The traditional approach to Natural Language Processing
The traditional or classical approach to solving NLP is a sequential flow of several key steps, and it is a statistical approach. When we take a closer look at a traditional NLP learning model, we will be able to see a set of distinct tasks taking place, such as preprocessing data by removing unwanted data, feature engineering to get good numerical representations of textual data, learning to use machine learning algorithms with the aid of training data, and predicting outputs for novel unfamiliar data. Of these, feature engineering was the most time-consuming and crucial step for obtaining good performance on a given NLP task.

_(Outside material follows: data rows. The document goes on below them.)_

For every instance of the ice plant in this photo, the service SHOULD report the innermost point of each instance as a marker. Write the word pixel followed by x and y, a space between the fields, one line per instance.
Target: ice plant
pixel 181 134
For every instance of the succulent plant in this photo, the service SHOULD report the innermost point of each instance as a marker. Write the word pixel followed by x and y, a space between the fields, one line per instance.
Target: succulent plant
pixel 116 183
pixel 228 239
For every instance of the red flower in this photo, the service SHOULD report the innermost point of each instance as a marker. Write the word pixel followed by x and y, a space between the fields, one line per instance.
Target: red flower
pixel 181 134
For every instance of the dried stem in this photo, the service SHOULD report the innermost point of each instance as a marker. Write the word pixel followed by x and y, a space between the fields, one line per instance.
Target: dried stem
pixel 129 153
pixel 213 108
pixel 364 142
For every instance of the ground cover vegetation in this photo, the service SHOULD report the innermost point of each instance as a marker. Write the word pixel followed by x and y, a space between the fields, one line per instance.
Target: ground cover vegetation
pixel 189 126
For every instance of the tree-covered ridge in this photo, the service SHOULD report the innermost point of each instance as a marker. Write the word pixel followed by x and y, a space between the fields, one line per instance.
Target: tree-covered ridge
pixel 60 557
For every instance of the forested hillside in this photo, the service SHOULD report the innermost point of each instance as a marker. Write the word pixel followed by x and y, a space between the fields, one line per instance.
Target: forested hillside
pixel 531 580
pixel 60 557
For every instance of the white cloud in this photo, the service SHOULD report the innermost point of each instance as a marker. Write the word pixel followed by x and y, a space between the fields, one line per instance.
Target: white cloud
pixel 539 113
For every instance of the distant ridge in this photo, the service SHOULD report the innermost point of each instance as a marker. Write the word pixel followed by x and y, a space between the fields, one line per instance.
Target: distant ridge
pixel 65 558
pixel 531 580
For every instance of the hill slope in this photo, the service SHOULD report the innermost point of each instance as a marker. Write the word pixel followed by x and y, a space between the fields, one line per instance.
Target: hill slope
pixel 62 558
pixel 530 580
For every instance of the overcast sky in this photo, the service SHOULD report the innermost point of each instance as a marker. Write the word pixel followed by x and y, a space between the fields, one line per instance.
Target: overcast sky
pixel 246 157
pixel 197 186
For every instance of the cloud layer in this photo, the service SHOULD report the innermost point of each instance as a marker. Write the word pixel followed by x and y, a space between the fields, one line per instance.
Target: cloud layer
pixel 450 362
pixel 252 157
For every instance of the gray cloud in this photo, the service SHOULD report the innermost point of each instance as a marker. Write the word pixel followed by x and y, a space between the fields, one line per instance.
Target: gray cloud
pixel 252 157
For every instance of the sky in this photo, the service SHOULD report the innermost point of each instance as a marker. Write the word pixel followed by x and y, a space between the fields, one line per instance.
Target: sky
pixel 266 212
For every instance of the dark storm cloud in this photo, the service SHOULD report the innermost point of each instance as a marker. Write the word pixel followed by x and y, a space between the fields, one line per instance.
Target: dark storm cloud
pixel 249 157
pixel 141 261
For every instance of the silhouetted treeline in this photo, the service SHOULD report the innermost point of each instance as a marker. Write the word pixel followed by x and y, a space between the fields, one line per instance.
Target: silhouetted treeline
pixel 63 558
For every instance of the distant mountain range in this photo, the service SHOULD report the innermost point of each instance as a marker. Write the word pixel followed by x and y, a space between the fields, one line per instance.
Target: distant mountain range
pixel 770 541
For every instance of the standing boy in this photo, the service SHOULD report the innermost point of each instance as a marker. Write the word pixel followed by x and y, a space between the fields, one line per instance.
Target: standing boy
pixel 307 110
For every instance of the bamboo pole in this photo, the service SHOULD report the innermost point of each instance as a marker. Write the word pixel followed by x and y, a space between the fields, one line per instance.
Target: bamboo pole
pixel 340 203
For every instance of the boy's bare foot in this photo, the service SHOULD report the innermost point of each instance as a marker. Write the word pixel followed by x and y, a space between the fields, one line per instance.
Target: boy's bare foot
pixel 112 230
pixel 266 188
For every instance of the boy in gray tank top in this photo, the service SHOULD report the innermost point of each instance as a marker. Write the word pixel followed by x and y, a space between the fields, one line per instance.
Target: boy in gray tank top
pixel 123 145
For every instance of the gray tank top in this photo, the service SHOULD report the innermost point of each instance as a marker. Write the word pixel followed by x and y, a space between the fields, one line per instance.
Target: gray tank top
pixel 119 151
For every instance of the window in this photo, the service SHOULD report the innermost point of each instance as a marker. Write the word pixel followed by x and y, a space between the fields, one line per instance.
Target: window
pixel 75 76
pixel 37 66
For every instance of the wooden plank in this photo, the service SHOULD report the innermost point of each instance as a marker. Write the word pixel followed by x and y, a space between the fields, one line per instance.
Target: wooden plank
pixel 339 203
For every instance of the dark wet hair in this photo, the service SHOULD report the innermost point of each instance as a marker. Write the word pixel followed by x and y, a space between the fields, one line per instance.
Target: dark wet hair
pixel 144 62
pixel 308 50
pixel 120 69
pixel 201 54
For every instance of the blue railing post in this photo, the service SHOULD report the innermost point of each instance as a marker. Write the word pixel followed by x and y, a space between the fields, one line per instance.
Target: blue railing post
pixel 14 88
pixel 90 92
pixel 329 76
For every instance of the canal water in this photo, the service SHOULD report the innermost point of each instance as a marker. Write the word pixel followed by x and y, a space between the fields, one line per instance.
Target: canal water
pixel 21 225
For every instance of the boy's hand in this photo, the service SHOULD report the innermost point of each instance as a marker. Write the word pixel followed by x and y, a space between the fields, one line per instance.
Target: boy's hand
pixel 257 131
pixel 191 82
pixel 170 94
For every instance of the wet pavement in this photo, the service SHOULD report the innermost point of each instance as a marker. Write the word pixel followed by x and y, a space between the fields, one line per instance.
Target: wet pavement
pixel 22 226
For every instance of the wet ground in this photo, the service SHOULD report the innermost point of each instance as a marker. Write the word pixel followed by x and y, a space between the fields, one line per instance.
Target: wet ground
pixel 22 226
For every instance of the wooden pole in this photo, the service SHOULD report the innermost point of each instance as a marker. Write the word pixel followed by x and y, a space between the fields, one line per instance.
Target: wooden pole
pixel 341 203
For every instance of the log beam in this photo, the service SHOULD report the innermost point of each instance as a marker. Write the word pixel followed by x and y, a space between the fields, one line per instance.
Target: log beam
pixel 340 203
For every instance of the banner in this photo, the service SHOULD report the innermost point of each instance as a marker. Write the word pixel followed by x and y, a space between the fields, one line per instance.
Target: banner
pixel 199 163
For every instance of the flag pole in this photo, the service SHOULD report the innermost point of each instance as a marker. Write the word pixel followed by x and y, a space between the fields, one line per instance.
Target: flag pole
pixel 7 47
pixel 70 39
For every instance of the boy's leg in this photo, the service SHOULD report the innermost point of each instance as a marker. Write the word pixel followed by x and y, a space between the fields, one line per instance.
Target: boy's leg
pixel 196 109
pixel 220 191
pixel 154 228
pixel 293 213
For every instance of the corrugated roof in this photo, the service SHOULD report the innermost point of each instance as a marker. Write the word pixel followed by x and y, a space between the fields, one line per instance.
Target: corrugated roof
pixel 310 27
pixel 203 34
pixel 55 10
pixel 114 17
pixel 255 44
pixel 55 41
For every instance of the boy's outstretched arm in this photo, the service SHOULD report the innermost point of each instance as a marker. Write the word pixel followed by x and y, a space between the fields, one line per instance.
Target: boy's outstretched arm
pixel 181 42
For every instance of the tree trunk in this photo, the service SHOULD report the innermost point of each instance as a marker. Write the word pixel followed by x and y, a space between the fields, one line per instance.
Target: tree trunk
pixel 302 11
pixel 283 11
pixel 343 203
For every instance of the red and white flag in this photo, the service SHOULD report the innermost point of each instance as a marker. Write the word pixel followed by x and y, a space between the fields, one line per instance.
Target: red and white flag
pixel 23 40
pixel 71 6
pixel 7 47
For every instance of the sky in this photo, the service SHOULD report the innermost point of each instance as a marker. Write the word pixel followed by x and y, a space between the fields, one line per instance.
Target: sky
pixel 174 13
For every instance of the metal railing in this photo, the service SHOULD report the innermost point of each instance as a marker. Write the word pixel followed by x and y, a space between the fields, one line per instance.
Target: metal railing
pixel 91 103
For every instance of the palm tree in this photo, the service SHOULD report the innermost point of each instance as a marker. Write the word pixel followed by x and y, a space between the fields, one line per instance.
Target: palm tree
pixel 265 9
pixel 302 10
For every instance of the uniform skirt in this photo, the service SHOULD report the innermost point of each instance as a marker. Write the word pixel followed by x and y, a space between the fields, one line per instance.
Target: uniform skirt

Understanding the traditional approach
The traditional approach to solving NLP tasks involves a collection of distinct subtasks. First, the text corpora need to be preprocessed focusing on reducing the vocabulary and distractions. By distractions, I refer to the things that distract the algorithm (for example, punctuation marks and stop word removal) from capturing the vital linguistic information required for the task.
Next, comes several feature engineering steps. The main objective of feature engineering is to make the learning easier for the algorithms. Often the features are hand-engineered and biased toward the human understanding of a language. Feature engineering was of utter importance for classical NLP algorithms, and consequently, the best performing systems often had the best engineered features. For example, for a sentiment classification task, you can represent a sentence with a parse tree and assign positive, negative, or neutral labels to each node/subtree in the tree to classify that sentence as positive or negative. Additionally, the feature engineering phase can use external resources such as WordNet (a lexical database) to develop better features. We will soon look at a simple feature engineering technique known as bag-of-words.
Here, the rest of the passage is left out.